Ont été entendus au cours de l’audience publique :
— le rapport de Mme Jeanne Ménéménis ;
— les observations de Me Diango, représentant M. B, et les observations de M. B, assisté de M. C, interprète en langue arabe ;
— les observations de Me Floret, représentant le préfet de police.
Considérant ce qui suit :
1. M. B, ressortissant algérien né le 20 janvier 1967, demande l’annulation des arrêtés du 18 juin 2023 par lesquels le préfet de police l’a obligé à quitter le territoire français, a refusé de lui accorder un délai de départ volontaire, a fixé le pays de destination et lui a interdit de retourner sur le territoire français pendant un délai de vingt-quatre mois.
Sur les conclusions à fin d’annulation :
2. Aux termes du 1 de l’article 3 de la convention internationale relative aux droits de l’enfant : « Dans toutes les décisions qui concernent les enfants, qu’elles soient le fait des institutions publiques ou privées de protection sociale, des tribunaux, des autorités administratives ou des organes législatifs, l’intérêt supérieur de l’enfant doit être une considération primordiale ». Il résulte de ces stipulations que, dans l’exercice de son pouvoir d’appréciation, l’autorité administrative doit accorder une attention primordiale à l’intérêt supérieur des enfants dans toutes les décisions les concernant.
3. M. B réside en France depuis 2019. Il est le père de deux enfants de nationalité algérienne, dont l’un est mineur, nés de son union avec une ressortissante algérienne dont il est divorcé.
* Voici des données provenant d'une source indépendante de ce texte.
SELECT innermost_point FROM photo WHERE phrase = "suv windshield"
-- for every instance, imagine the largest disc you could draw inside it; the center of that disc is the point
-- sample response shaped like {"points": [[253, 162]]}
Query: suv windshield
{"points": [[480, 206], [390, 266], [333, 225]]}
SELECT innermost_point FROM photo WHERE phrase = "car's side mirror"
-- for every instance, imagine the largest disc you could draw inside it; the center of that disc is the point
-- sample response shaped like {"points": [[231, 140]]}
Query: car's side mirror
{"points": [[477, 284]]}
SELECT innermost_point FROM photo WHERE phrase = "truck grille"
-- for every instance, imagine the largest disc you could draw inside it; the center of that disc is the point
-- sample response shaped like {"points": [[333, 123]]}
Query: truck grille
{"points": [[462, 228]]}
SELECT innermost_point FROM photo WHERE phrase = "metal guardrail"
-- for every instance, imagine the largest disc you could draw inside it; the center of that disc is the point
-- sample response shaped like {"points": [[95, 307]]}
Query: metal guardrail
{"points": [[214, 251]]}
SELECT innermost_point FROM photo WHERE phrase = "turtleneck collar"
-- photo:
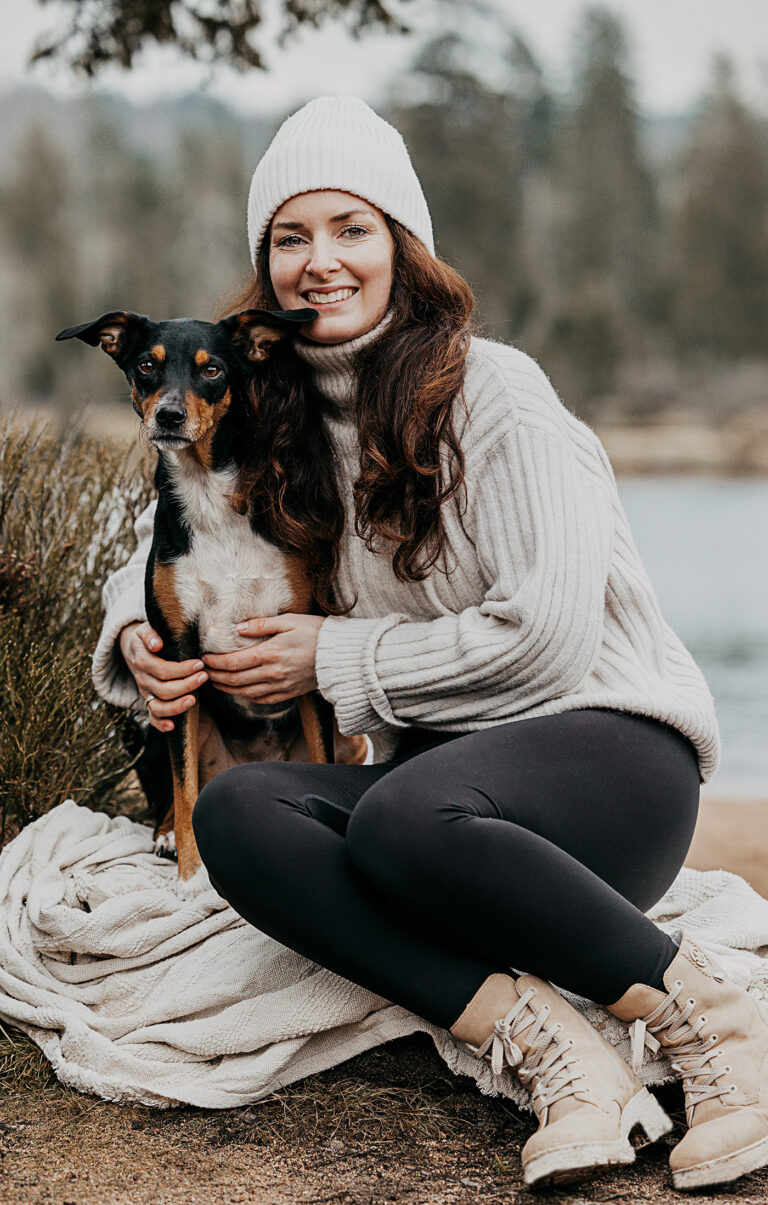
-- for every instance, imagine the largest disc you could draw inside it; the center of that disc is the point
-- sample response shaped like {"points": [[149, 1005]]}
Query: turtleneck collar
{"points": [[333, 364]]}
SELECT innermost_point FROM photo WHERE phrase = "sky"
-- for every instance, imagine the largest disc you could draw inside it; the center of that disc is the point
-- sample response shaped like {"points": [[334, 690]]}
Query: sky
{"points": [[673, 42]]}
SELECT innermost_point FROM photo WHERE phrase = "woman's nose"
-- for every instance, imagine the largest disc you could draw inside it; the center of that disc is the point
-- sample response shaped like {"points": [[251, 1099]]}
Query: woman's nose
{"points": [[323, 258]]}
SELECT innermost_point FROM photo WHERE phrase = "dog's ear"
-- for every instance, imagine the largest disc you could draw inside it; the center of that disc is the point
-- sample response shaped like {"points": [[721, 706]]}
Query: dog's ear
{"points": [[253, 331], [113, 331]]}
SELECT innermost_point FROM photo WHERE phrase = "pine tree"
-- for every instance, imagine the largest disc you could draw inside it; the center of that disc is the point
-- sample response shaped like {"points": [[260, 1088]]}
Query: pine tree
{"points": [[470, 145], [40, 260], [604, 217], [721, 228]]}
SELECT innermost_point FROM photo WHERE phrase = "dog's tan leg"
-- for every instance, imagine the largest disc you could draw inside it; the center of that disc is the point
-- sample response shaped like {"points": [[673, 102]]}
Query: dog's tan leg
{"points": [[314, 730], [214, 753], [163, 836], [183, 747], [349, 750]]}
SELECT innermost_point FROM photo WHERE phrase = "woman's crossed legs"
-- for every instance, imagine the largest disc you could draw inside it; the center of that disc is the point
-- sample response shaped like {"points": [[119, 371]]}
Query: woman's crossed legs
{"points": [[535, 844]]}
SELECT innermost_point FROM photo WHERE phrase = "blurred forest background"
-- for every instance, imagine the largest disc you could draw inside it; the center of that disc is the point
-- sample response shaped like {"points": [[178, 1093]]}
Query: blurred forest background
{"points": [[628, 254]]}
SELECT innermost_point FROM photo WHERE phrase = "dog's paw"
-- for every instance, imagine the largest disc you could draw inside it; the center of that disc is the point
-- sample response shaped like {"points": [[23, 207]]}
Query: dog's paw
{"points": [[197, 883], [165, 845]]}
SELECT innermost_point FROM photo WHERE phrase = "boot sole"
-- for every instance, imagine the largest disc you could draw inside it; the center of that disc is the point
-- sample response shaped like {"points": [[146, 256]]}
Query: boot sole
{"points": [[579, 1158], [728, 1167]]}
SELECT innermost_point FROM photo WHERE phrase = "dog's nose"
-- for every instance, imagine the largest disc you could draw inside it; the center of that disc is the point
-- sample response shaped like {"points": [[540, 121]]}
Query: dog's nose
{"points": [[170, 415]]}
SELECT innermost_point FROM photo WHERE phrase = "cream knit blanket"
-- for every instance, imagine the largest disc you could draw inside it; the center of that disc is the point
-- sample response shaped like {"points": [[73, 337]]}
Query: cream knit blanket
{"points": [[138, 994]]}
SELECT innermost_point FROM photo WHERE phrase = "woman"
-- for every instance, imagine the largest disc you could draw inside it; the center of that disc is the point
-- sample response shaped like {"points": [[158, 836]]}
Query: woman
{"points": [[493, 628]]}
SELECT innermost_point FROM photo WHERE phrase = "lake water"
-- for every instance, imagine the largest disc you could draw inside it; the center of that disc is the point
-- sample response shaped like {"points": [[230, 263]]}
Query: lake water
{"points": [[704, 545]]}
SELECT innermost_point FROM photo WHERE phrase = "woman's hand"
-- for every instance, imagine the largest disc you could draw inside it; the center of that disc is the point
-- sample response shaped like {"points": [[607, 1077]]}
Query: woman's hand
{"points": [[280, 665], [168, 682]]}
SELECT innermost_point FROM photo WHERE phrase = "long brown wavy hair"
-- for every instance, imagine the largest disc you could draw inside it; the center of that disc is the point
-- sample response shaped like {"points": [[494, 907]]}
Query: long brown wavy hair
{"points": [[411, 462]]}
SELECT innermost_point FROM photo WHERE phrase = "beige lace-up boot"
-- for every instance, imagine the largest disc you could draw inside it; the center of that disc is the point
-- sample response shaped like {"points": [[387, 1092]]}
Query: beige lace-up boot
{"points": [[716, 1036], [586, 1098]]}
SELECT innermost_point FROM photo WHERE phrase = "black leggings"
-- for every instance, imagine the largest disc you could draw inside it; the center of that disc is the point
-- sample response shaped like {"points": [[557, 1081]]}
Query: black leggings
{"points": [[537, 845]]}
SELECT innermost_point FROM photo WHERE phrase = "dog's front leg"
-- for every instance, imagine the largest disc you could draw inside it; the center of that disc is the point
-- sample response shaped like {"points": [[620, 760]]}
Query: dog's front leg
{"points": [[183, 751]]}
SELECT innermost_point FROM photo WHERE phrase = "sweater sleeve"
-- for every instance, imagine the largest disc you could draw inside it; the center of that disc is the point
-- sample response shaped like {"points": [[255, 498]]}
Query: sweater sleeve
{"points": [[541, 523], [123, 603]]}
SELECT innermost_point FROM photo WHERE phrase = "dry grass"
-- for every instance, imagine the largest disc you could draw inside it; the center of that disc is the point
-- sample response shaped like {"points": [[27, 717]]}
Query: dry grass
{"points": [[66, 512]]}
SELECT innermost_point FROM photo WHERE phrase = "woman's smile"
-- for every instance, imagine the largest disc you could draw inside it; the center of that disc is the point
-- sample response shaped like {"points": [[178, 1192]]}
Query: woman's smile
{"points": [[333, 297], [332, 251]]}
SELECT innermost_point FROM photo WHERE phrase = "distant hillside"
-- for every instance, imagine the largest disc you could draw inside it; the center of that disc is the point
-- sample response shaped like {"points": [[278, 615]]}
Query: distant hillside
{"points": [[154, 128]]}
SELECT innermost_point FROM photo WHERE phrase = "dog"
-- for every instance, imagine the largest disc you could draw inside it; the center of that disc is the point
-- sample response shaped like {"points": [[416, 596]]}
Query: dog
{"points": [[209, 566]]}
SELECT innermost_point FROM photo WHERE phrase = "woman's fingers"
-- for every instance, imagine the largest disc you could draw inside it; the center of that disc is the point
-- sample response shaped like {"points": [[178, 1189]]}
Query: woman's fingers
{"points": [[159, 712], [247, 658], [171, 688]]}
Il n’est pas contesté que cette dernière se trouve en situation régulière sur le territoire français. Il ressort des pièces du dossier, et notamment de la copie de transferts d’argent vers le compte de la mère, que M. B participe, même irrégulièrement, à l’entretien de ses enfants. Il ressort par ailleurs des débats menés à l’audience que M. B reçoit régulièrement ses enfants chez lui. Dans ces conditions, la décision obligeant M. B à quitter le territoire français porte atteinte à l’intérieur supérieur des enfants du requérant. Par suite, elle méconnaît les stipulations de l’article 3-1 de la convention internationale relative aux droits de l’enfant.
4. Il résulte de ce qui précède, sans qu’il soit besoin d’examiner les autres moyens de la requête, que M. B est fondé à demander l’annulation des arrêtés du 18 juin 2023.
Sur les frais liés au litige :
5. Dans les circonstances de l’espèce, il y a lieu de mettre à la charge de l’Etat la somme de 1 000 euros au titre de l’article L. 761-1 du code de justice administrative.
D E C I D E :
Article 1er : Les arrêtés du préfet de police du 18 juin 2023 sont annulés.
Article 2 : L’Etat versera à M. B la somme de 1 000 euros au titre de l’article L. 761-1 du code de justice administrative.
Article 3 : Le présent jugement sera notifié à M. A B et au préfet de police.
Lu en audience publique le 13 juillet 2023.
La magistrate désignée,
J. MENEMENISLe greffier,
R. DRAI
La République mande et ordonne au préfet de police en ce qui le concerne et à tous commissaires de justice à ce requis en ce qui concerne les voies de droit commun contre les parties privées, de pourvoir à l’exécution de la présente décision.